The tubes containing the recovered fractions were then weighed and the content of each tube was analyzed by HPLC.

This experiment was performed on TDS obtained from example 1 and comparative examples 2 and 3.

Fig. 6 shows in vitro skin permeation profiles of TDS of example 1(●) compared to TDS of comparative example 2(∘).

Figure 7 shows in vitro skin permeation profiles of TDS of example 1(●) compared to acrylate TDS of comparative example 3(∘).

It is clear from the data obtained that the flux through human skin can be significantly improved by controlling the size of the micro reservoirs in the TDS while providing a semipermeable matrix which is highly permeable to the free base of rotigotine and impermeable to its protonated form.

Claims (7)

1. A Transdermal Delivery System (TDS) comprising a backing layer inert to the components of the matrix, a self-adhesive matrix comprising rotigotine and a protective foil or sheet to be removed before use, characterised in that

The self-adhesive matrix comprises a solid or semi-solid semi-permeable polymer

(1) Wherein rotigotine in free base form has been incorporated,

(2) which is saturated with rotigotine and comprises said rotigotine in a plurality of micro-reservoirs in a matrix,

(3) which is highly permeable to the free base of rotigotine,

(4) which is impermeable to the protonated form of rotigotine,

(5) wherein the maximum diameter of the micro-reservoirs is less than the thickness of the substrate.

2. TDS according to claim 1, characterized in that the average diameter of the micro reservoirs is 0.5 to 20 μm.

3. TDS according to claim 1 or 2, characterized in that the self-adhesive matrix is free of particles capable of absorbing salts of rotigotine at the TDS/skin interface.
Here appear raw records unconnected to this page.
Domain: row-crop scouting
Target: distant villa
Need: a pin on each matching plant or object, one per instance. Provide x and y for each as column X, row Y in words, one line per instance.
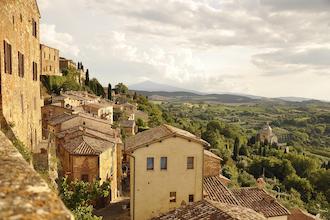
column 266, row 135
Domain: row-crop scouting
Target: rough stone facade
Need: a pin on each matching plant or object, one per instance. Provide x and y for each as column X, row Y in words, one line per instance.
column 67, row 64
column 48, row 112
column 23, row 193
column 20, row 70
column 212, row 164
column 49, row 61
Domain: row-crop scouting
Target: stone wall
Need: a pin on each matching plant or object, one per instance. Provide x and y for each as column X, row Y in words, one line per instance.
column 20, row 94
column 50, row 64
column 23, row 193
column 212, row 165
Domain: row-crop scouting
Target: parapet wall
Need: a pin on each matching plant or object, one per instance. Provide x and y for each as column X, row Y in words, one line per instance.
column 23, row 193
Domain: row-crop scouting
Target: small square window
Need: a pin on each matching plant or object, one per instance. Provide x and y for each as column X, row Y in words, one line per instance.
column 84, row 177
column 190, row 163
column 172, row 196
column 150, row 163
column 191, row 198
column 163, row 163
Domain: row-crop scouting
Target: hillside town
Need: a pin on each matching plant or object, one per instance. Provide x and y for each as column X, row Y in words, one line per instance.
column 79, row 137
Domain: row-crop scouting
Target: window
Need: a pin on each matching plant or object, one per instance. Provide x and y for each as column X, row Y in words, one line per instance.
column 35, row 103
column 20, row 64
column 172, row 196
column 163, row 163
column 84, row 177
column 34, row 28
column 150, row 163
column 191, row 198
column 190, row 162
column 35, row 71
column 7, row 57
column 22, row 104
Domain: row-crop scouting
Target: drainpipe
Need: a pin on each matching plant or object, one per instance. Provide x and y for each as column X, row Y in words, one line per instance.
column 133, row 199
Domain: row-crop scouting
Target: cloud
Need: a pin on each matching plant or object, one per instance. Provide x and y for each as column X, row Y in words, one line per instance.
column 295, row 60
column 298, row 5
column 212, row 45
column 62, row 41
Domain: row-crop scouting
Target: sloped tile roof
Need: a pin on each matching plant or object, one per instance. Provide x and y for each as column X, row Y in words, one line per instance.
column 216, row 191
column 159, row 133
column 86, row 145
column 207, row 210
column 127, row 123
column 260, row 201
column 210, row 154
column 61, row 118
column 76, row 131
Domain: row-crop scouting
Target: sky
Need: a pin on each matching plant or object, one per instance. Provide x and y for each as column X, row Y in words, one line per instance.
column 271, row 48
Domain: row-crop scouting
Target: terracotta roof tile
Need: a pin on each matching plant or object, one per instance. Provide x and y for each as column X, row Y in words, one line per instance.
column 216, row 191
column 61, row 118
column 260, row 201
column 85, row 145
column 158, row 133
column 207, row 210
column 210, row 154
column 127, row 123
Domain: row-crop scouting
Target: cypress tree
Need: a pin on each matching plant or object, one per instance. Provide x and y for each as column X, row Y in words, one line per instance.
column 87, row 78
column 109, row 92
column 236, row 149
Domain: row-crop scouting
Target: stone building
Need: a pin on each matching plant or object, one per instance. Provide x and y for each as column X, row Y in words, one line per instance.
column 212, row 164
column 66, row 121
column 266, row 135
column 72, row 99
column 128, row 126
column 50, row 111
column 100, row 110
column 166, row 170
column 20, row 70
column 89, row 158
column 67, row 64
column 49, row 61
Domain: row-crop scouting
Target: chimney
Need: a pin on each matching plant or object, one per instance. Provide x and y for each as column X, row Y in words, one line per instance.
column 261, row 183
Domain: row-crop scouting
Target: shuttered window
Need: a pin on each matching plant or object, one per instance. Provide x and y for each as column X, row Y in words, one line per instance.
column 7, row 57
column 35, row 71
column 20, row 64
column 34, row 28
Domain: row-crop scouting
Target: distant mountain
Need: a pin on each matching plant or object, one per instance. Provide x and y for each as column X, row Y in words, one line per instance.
column 159, row 91
column 193, row 97
column 295, row 99
column 158, row 87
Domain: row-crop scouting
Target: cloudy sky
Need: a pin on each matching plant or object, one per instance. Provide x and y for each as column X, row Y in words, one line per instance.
column 262, row 47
4. TDS according to any of the claims 1-3, characterized in that the polymer matrix comprises a pressure sensitive adhesive of the silicone type.
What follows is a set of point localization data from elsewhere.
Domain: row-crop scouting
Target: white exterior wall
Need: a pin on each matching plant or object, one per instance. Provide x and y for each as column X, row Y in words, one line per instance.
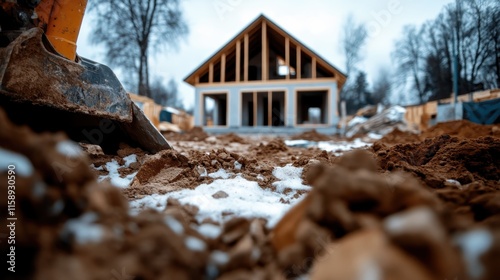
column 234, row 99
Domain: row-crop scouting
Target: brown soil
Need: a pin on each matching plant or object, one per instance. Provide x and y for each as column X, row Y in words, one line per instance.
column 390, row 207
column 312, row 135
column 462, row 129
column 231, row 138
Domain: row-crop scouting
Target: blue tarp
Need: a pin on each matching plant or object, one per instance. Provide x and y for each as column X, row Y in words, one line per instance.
column 486, row 112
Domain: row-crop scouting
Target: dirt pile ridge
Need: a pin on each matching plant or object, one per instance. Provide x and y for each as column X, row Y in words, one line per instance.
column 461, row 129
column 195, row 134
column 436, row 160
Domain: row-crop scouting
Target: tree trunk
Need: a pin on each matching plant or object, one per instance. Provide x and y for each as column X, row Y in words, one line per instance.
column 143, row 74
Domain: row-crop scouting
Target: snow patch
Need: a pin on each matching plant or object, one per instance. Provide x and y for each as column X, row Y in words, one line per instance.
column 83, row 229
column 246, row 199
column 237, row 165
column 370, row 271
column 290, row 177
column 330, row 146
column 474, row 244
column 114, row 175
column 209, row 230
column 221, row 173
column 174, row 225
column 415, row 220
column 69, row 148
column 219, row 257
column 194, row 244
column 130, row 159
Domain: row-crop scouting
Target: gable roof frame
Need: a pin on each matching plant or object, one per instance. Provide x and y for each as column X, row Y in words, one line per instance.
column 190, row 79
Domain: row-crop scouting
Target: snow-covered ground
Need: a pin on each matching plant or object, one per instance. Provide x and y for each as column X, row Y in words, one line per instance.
column 241, row 197
column 231, row 195
column 114, row 176
column 337, row 147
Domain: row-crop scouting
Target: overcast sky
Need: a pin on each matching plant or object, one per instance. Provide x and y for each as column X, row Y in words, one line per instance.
column 316, row 23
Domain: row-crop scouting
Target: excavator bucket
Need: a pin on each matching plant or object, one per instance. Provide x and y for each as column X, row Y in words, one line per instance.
column 42, row 89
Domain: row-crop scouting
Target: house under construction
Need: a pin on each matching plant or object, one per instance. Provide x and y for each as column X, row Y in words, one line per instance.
column 265, row 78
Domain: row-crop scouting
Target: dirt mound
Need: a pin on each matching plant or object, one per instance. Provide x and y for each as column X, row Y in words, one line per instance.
column 231, row 138
column 195, row 134
column 462, row 128
column 399, row 137
column 312, row 135
column 387, row 219
column 443, row 158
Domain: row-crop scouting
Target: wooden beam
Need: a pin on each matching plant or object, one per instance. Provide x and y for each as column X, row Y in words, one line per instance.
column 269, row 108
column 254, row 108
column 314, row 68
column 287, row 56
column 238, row 58
column 299, row 63
column 245, row 60
column 223, row 68
column 211, row 73
column 265, row 58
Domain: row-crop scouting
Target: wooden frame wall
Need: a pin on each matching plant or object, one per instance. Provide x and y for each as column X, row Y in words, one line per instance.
column 202, row 106
column 244, row 39
column 269, row 104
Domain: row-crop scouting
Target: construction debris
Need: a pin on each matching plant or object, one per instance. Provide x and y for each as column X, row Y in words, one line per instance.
column 381, row 123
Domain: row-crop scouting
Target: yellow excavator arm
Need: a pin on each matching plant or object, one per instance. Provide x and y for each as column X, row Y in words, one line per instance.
column 46, row 85
column 61, row 20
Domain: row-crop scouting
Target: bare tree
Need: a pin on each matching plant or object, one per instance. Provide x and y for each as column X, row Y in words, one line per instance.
column 132, row 31
column 166, row 95
column 353, row 39
column 409, row 57
column 381, row 88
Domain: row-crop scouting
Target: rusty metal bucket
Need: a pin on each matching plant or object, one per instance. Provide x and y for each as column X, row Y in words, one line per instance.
column 46, row 91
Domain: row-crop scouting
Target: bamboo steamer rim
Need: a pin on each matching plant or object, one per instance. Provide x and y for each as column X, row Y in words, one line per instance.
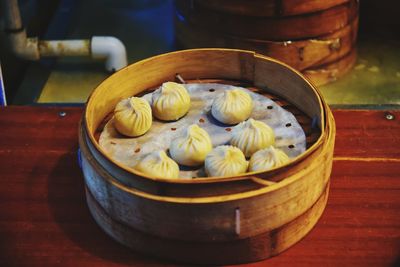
column 331, row 130
column 324, row 113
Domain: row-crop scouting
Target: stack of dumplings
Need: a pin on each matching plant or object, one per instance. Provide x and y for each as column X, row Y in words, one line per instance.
column 251, row 139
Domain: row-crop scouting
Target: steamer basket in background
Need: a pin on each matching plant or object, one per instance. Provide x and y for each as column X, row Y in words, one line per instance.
column 214, row 220
column 315, row 37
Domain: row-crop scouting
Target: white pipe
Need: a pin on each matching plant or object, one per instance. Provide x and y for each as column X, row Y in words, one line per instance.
column 64, row 48
column 110, row 48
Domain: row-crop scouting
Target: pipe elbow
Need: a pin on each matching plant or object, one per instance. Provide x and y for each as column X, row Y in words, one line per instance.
column 110, row 48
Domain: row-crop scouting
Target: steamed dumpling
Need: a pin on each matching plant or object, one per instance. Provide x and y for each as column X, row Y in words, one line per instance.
column 268, row 158
column 232, row 106
column 132, row 116
column 252, row 135
column 225, row 161
column 192, row 148
column 170, row 102
column 158, row 164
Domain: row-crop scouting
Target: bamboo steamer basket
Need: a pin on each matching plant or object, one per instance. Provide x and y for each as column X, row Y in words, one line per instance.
column 301, row 54
column 269, row 8
column 254, row 216
column 327, row 73
column 292, row 28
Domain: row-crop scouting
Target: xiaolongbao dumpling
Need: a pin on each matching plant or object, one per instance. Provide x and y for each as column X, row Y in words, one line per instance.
column 232, row 106
column 170, row 102
column 268, row 158
column 132, row 116
column 158, row 164
column 192, row 148
column 252, row 135
column 225, row 161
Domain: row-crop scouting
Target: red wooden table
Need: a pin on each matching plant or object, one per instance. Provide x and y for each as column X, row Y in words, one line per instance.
column 44, row 220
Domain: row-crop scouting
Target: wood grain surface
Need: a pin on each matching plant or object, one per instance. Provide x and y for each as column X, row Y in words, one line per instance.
column 44, row 220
5. TDS according to any of the claims 1-4, characterized in that the polymer matrix comprises two or more pressure sensitive adhesives of the silicone type as main adhesive components.

6. The TDS according to claim 5, wherein the silicone-based pressure sensitive adhesive is a mixture of a high viscosity silicone-based pressure sensitive adhesive comprising polysiloxane and resin and a medium viscosity silicone-based pressure sensitive adhesive comprising polysiloxane and resin.

7. Method of treating a patient suffering from a rotigotine treatable disease by administering a TDS according to any of claims 1 to 6 to the skin of the patient.